With such huge global problems, how can one person make a difference?
With such serious issues to resolve in the world right now, I sometimes hear people say that there’s ‘not much they can do’ to make a difference. The problems are huge and, well, what can one person do?
I can understand that sentiment. Sometimes we can feel powerless to do anything about the big things that need addressing. It can seem as though we have no control.
However, it’s actually impossible not to make a difference.
The movements started by people such as Nelson Mandela, Malala Yousafzai, Greta Thunberg, etc. are widely known. But it’s not just well-known people who make a difference – and it’s not just the stories that make the headlines that count.
Everything starts with a thought, an idea, a single action
Everything we do makes a difference one way or another, positive or negative. One thing always leads to another, and the ripple effect of every single action changes the future.
One night in 2012 a 24-year-old Kenyan man, Omari Anthony Nyaega, saved 35 orphans against a violent machete attack at his mother’s orphanage.
In 2020 in Virginia, USA, school librarian Kelly Passek had the idea to get books delivered by drone to children’s doors during the coronavirus lockdown.
During the Holocaust, Irena Sendler smuggled and saved 2,500 children from the Warsaw Ghetto.
Imagine what all of those children have gone on to do in the world
…and it’s because of one action from one individual at one point in time.
None of these change-makers was well-known until they had the idea that made them take action.
I’m reminded of the 1946 film, It’s a Wonderful Life, with James Stewart: an angel shows the main character, an ordinary man called George Bailey, how terrible life for people in his town would have been if he’d never existed.
Every single thing each one of us does makes a difference in one way or another.
Can one person make a difference in the world?
From the moment we each wake up in the morning to the time we go to bed, we have the opportunity to affect countless lives – family, friends, colleagues, strangers in the street and people right across the world. We can do it simply by showing up as our best selves.
We can’t possibly know the full positive impact we can have on those around us and on the planet. But if we simply do what we can do today, the fingerprints and footprints we leave in the world can take on a momentum of their own.
As Steve Jobs said, we can “put a dent in the universe”.
Tiny moments and brief conversations can turn into major change
Back in 2001 a friend of mine shared with me a simple insight and nugget of wisdom that subsequently changed the whole course of my life.

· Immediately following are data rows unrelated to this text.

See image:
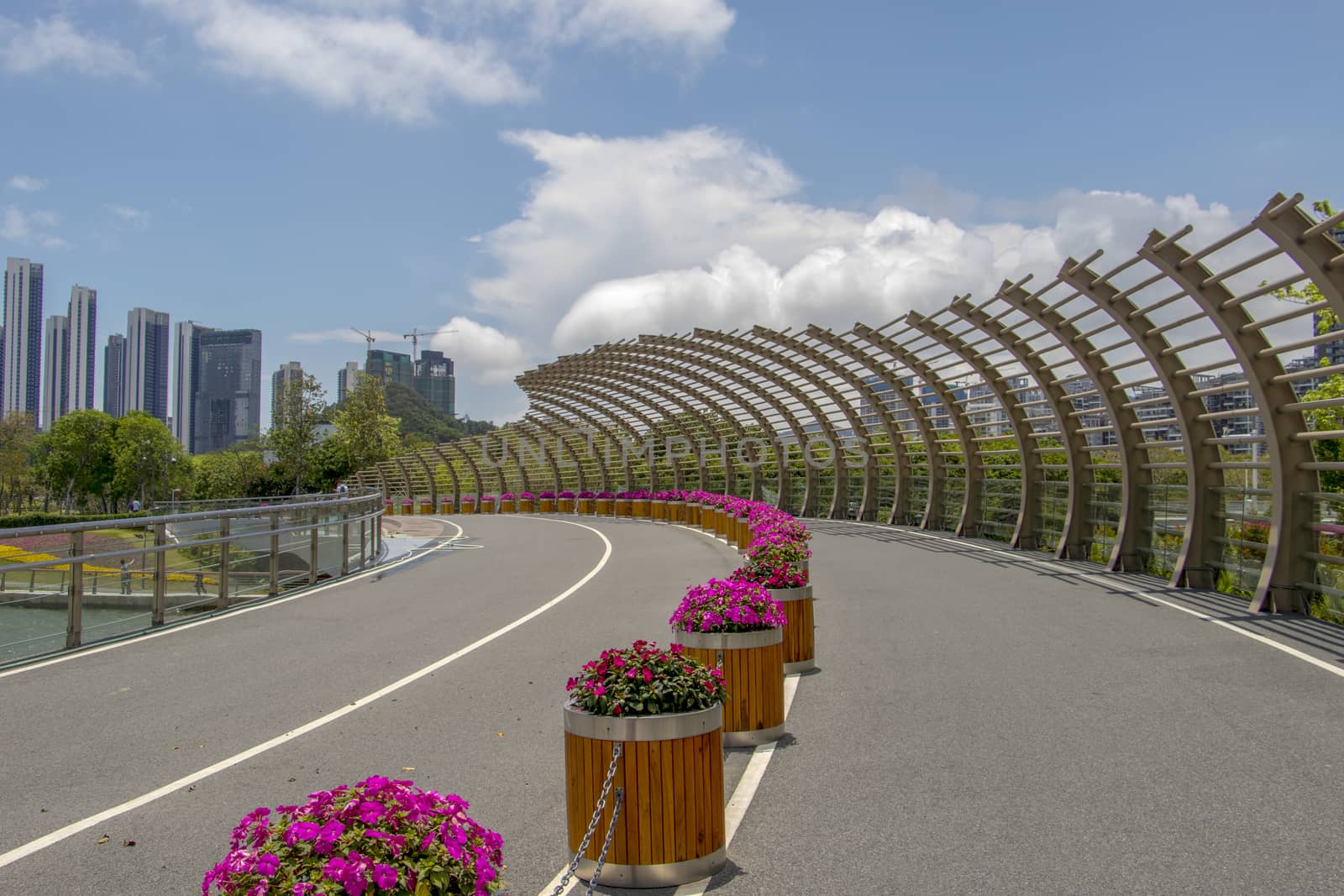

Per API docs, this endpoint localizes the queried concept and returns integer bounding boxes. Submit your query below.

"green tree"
[0,414,38,513]
[266,374,327,495]
[192,448,266,501]
[336,374,401,470]
[36,410,117,513]
[1274,199,1344,491]
[112,411,192,506]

It was a tiny moment, almost a throw-away comment, but it opened my eyes to something I’d not realised before.
It’s the same for everyone. Everything we do, say, write, buy, throw away, avoid, share, learn – all the choices we make every single day – they change the future. How we listen, who we help, who we support… Each person whose day is different today because of you, will have a different tomorrow.
We can share an idea about something – or our experience with a particular issue.
We can stand up for someone or for something we believe in.
We can show empathy towards someone, encourage someone, do something simple to protect our environment, pick up a piece of litter that then stops wildlife being harmed…
There are infinite possibilities.
We can grow food in our garden or on our balcony for a neighbour – or create a space for our neighbour to grow their own.
We can collect baby clothes for new parents in need.
We can send a message of support to someone we know who may feel afraid right now.
We can support someone in a battle for change.
Every flap of the butterfly wings has an effect – more than any of us can ever know. And it starts from the moment we get up in the morning.
We cannot not make a difference
What’s more, it’s the tiny moments of meaningful human connection each day – connection that crosses all physical, social, political and cultural borders – that will ultimately hold us all together as one human race.
So if we feel like there’s ‘not much we can do’, it’s vital to remember that if we’re doing what we can, we can worry less about whether we can make a difference and start adding up the huge differences we’re already making.
As Dr Jane Goodall says:
“You cannot get through a single day without having an impact on the world around you. What you do makes a difference, and you have to decide what kind of difference you want to make.”